The reality is that the survivors were not entirely happy with the GTRC report. For example, some were disappointed that we hadn’t made more findings about the federal government’s role in planning the event. They also weren’t unanimously happy with the finding that they bore some responsibility, albeit lesser, for staging the event in a low-income community and underestimating the potential for violence by the Klansmen and Nazis. (Although some had already apologized for that very thing.) But Assael and Keating just made assumptions about what the survivors wanted without asking them.
They also implied a cozy relationship between the GTRC and the survivors. They claimed that the selection committee for the Commission had “strong ties to Johnson’s Beloved Community Center” but they failed to mention that the Selection Panel for the commission was chaired by the person appointed by Mayor Keith Holliday to that body. They also omitted the fact that seventeen organizations were invited to appoint people to that panel. Those individuals and organizations included the Republican Party of Guilford County, the Greensboro Police Department, the Mayor of Greensboro and plenty of other individuals and bodies who would be surprised to read in Mother Jones magazine that they have “strong ties to Johnson’s Beloved Community Center.” These groups were invited based on a very clear desire by the survivors and their allies in the Local Task Force to design a process that would have legitimacy to the entire Greensboro community and therefore not be connected to or beholden to the survivors alone.

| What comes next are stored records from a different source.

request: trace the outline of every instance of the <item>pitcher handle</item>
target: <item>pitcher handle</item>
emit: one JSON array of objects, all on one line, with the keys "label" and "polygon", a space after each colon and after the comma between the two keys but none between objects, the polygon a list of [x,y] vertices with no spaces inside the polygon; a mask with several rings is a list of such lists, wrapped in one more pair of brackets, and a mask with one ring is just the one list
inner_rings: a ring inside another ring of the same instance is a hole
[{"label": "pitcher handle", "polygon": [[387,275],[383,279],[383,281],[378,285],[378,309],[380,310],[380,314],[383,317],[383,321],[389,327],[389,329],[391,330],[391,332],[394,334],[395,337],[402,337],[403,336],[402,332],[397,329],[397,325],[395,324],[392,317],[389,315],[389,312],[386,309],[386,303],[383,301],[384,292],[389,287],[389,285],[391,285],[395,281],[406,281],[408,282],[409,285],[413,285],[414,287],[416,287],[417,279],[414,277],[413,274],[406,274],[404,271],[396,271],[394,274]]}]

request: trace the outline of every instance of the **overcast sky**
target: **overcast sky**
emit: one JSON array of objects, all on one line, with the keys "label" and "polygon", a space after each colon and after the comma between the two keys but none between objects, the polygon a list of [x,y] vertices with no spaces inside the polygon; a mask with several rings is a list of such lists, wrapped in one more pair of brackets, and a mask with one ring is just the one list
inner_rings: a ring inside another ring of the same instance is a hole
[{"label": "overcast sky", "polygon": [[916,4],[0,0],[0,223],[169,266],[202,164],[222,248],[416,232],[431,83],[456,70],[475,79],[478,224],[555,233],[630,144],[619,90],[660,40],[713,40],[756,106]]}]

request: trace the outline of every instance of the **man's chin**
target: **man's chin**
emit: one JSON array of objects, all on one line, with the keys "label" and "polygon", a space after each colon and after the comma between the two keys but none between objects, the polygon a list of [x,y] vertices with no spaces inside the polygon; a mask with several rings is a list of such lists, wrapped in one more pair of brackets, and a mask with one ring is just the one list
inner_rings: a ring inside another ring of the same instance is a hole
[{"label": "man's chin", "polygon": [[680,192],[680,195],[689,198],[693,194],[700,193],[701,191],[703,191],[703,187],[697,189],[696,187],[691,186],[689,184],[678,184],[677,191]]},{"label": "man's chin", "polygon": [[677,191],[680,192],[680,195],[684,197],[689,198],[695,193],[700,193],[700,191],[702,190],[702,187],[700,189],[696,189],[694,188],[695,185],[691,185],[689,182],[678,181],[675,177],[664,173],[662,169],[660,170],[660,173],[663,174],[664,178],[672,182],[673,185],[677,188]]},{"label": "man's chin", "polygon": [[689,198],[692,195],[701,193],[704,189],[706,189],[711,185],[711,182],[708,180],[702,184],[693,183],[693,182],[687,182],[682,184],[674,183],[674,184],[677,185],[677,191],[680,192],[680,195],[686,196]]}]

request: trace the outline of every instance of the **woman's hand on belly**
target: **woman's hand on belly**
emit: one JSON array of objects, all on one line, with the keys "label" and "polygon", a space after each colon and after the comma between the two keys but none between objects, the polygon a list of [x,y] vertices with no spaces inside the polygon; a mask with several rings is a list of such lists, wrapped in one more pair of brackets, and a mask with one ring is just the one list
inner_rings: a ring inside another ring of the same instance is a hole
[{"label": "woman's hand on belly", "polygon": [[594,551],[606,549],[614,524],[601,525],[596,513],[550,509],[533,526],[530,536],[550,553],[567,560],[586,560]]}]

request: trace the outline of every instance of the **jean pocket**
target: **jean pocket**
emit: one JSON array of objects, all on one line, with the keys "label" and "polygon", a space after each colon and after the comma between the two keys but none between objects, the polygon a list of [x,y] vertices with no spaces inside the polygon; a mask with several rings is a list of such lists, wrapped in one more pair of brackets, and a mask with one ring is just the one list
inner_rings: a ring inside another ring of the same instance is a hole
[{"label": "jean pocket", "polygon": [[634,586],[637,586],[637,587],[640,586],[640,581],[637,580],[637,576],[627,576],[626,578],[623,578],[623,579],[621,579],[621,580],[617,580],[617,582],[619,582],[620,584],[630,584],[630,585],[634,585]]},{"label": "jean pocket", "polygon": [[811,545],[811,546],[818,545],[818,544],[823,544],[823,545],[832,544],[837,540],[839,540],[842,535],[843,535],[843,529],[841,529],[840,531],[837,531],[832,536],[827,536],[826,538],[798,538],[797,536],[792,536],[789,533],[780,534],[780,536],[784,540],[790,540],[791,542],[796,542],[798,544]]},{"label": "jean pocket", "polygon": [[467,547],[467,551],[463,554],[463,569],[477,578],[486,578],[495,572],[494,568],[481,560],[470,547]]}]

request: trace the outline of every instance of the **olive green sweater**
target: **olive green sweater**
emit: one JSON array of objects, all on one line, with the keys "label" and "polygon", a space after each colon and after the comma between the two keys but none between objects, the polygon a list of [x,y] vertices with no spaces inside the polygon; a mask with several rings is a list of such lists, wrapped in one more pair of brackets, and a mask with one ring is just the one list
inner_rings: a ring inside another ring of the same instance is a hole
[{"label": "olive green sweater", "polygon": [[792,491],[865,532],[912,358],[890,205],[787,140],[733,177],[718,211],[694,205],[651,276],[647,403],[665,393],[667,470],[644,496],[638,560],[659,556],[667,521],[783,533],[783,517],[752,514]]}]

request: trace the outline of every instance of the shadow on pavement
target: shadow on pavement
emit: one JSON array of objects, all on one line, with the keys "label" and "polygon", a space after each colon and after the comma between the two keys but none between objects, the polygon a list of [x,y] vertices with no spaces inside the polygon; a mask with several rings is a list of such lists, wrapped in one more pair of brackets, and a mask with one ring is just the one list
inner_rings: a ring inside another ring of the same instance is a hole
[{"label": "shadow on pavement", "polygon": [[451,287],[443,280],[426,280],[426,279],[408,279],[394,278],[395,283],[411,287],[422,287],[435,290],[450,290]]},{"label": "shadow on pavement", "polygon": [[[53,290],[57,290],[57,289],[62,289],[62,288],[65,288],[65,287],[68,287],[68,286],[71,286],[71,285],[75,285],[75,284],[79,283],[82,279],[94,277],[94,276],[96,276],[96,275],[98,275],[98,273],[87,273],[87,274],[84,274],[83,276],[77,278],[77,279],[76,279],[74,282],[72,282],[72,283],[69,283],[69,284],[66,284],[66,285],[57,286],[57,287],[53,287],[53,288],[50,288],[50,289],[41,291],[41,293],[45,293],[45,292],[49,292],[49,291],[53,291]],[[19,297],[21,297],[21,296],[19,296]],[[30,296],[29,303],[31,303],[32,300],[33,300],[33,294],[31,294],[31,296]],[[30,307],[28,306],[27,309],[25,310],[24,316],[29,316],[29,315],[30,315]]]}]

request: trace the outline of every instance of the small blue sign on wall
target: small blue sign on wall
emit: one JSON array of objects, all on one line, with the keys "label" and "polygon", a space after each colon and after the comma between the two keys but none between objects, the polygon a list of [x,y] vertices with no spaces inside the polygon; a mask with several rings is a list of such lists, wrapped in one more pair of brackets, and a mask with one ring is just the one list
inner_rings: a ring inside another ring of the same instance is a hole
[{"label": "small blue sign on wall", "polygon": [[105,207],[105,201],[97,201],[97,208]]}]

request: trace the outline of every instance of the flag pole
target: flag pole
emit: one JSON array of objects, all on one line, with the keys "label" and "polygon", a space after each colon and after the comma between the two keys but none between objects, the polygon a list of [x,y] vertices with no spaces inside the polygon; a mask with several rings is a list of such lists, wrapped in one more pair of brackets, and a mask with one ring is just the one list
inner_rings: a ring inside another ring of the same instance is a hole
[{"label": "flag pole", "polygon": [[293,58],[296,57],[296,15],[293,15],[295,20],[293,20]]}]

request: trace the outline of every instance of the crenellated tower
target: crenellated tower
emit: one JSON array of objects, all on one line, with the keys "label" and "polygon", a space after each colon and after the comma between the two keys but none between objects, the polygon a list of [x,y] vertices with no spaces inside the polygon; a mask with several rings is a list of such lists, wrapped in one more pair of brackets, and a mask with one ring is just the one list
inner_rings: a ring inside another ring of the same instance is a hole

One sentence in here keeps ringing in my ears: “Having already been dealt a sympathetic hand, the Greensboro survivors kept coming back to the table to pursue reconciliation on their terms.” In what world do we call having your loved ones murdered, being blamed for those murders for four decades, losing your jobs, housing, and reputations, and, even in 2021, being the target of a hit piece published in Mother Jones being “dealt a sympathetic hand?”
Personally, I am grateful to the Greensboro Massacre survivors for doggedly continuing to come back to the table to pursue truth and reconciliation in a grown-up sense – not in simplistic terms like apologies and forgiveness – but in terms of institutional accountability and forging networks based on truth and beloved community. It would have been much easier for people like Rev. Nelson and Joyce Johnson to dive headfirst into the so-called truth and reconciliation complex and focus entirely on exporting an admittedly imperfect, but authentic model of grassroots truth-seeking to other communities. Instead, they’ve continued to focus their efforts locally in Greensboro, a place in which their contributions are least appreciated, at least outside of settings like Klan meetings and Mother Jones feature articles. Based on what I know about Mary Harris “Mother” Jones, I think she’d respect them, too.
About the author: Jill Williams was the executive director of the Greensboro Truth and Reconciliation Commission and currently lives in Pulaski, VA, her hometown in the Appalachian Mountains. An accomplished “grifter” in the “Truth and Reconciliation Complex,” she recently was given a raise in her current position leading a local truth-seeking initiative that just barely increased her annual wages from four figures to five.